Environmental Protection

CAC Release: Supreme Court Greenlights Railroad Project Despite Risk of Grave Environmental Impacts

WASHINGTON, DC – Following today’s decision at the Supreme Court in Seven County Infrastructure Coalition v. Eagle County, a case in which the Supreme Court considered whether the National Environmental Policy Act requires federal agencies to study all the reasonably foreseeable environmental effects of proposed projects before approving them, Constitutional Accountability Center Senior Appellate Counsel Miriam Becker-Cohen issued the following reaction:

Today’s decision will have drastic negative consequences for our natural environment. The Court gave the green light to a major railroad project despite the Surface Transportation Board’s failure to consider all the reasonably foreseeable environmental effects of the project—including increased oil drilling and refining made possible by the project. This narrow construction of the National Environmental Policy Act, or NEPA, is at odds with that statute’s text and history, as well as contemporaneous and consistent interpretations of NEPA by the agency charged with administering it.

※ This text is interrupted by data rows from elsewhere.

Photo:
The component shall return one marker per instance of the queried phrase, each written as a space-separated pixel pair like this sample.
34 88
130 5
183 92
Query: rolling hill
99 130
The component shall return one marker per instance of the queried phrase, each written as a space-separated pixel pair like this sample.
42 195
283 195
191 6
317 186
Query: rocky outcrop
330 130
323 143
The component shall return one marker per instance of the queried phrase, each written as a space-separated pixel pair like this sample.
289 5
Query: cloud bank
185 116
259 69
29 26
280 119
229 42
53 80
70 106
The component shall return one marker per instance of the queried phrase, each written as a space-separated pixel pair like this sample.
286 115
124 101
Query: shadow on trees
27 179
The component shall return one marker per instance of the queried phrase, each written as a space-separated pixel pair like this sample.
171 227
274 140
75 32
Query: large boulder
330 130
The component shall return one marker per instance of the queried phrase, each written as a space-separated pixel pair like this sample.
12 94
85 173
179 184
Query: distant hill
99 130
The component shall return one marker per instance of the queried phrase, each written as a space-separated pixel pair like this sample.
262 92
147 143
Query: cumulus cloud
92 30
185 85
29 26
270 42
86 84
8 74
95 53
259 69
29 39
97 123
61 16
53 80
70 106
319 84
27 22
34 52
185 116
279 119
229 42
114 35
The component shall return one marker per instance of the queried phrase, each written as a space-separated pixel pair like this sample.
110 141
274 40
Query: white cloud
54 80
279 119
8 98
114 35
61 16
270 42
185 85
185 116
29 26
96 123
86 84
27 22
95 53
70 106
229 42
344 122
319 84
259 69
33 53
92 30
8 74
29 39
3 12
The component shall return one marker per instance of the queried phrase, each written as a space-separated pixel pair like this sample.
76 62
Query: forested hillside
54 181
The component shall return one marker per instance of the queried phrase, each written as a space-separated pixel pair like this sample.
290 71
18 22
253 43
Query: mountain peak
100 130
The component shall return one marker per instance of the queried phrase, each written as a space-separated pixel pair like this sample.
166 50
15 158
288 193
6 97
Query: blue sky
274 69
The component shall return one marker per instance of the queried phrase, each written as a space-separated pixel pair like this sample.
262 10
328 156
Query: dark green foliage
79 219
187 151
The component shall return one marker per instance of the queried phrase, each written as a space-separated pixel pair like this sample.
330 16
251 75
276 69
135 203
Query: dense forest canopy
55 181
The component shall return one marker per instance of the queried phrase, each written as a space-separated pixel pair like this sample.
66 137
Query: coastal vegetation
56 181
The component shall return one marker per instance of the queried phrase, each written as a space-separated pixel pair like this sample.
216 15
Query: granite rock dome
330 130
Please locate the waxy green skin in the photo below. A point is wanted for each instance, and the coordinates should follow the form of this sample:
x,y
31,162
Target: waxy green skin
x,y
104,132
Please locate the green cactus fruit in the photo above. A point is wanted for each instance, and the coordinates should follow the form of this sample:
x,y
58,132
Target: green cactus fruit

At the same time, the public should not overread this decision. The Court reached it primarily through deference to the Surface Transportation Board—reviewing the Board’s decision only to ensure that it was not “arbitrary and capricious.” And although the Court held that the reasonably foreseeable effects of separate projects, like oil drilling and refining, need not be considered in NEPA environmental reviews, it made clear that “the environmental effects of the project at issue” may still “fall within NEPA even if those effects might extend outside the geographical territory of the project or might materialize later in time.”